I have 2 input control type checkbox
<input runat="server" type="checkbox" name="chkChildSexMale" id="chkChildSexMale" />
<input runat="server" type="checkbox" name="chkChildSexFemale" id="chkChildSexFemale"/>
<asp:Button ID="btnSaveCheckBoxes" runat="server" Text="Save CheckBox" OnClick="btnSaveCheckBoxes_Click" />
*EDITED**
protected void SaveCheckBoxes()
{
if (chkChildSexMale.Checked)
{
do something
}
else if (chkChildSexFemale.Checked)
{
do something else
}
}
Then in my button click event I call this method
protected void btnSaveCheckBoxes_Click(object sender, EventArgs e)
{
SaveCheckBoxes();
}
You should be using input type radio, not checkbox, for two mutually exclusive selections:
<input runat="server" type="radio" name="chkChildSex" value="male" id="chkChildSexMale" />
<input runat="server" type="radio" name="chkChildSex" value="female" id="chkChildSexFemale" />
When you use the same name attribute for two checkboxes, the second overrides the first. When you use the same name attribute for two radio buttons, it associates them and the value is the value of the checked item.
Although the id attribute is different for both checkboxes the name attribute is the same.
Also, the suggestion about using radio buttons makes the most sense based on what it looks like you're trying to do.
<input runat="server" type="radio" name="rdoChildSex" value="Male" />
<input runat="server" type="radio" name="rdoChildSex" value="Female" />
Again, I would recommend going with the radio button example above when you need to pick between one of two options. But if you want to get radio-like functionality for checkboxes you can try this...
<input runat="server" type="checkbox" name="chkChildSexMale" value="Male" OnCheckedChanged="Check_Clicked" />
<input runat="server" type="checkbox" name="chkChildSexFemale" value="Female" OnCheckedChanged="Check_Clicked"/>
void Check_Clicked(Object sender, EventArge e)
{
var checkbox = ((CheckBox)sender);
if (checkbox.Value == "Male")
{
chkChildSexFemale.Checked = false;
chkChildSexMale.Checked = true;
do something...
}
else
{
chkChildSexMale.Checked = false;
chkChildSexFemale.Checked = ;
do something else...
}
}
The code above should REALLY cover all your bases. It is even somewhat overkill. But is should work.
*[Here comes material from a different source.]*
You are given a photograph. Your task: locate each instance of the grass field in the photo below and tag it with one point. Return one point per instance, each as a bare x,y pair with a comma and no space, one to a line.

Try changing your code to the following:
if (chkChildSexMale.Checked == true)
{
do something
}
else if (chkChildSexFemale.Checked == false)
{
do something else
}
My issue was on page load I was using my data reader to set the checkboxes based on certain values. Which when I clicked my button click it was over writing my selected values with values from the database. So I Had to add the if (!Page.IsPostBack)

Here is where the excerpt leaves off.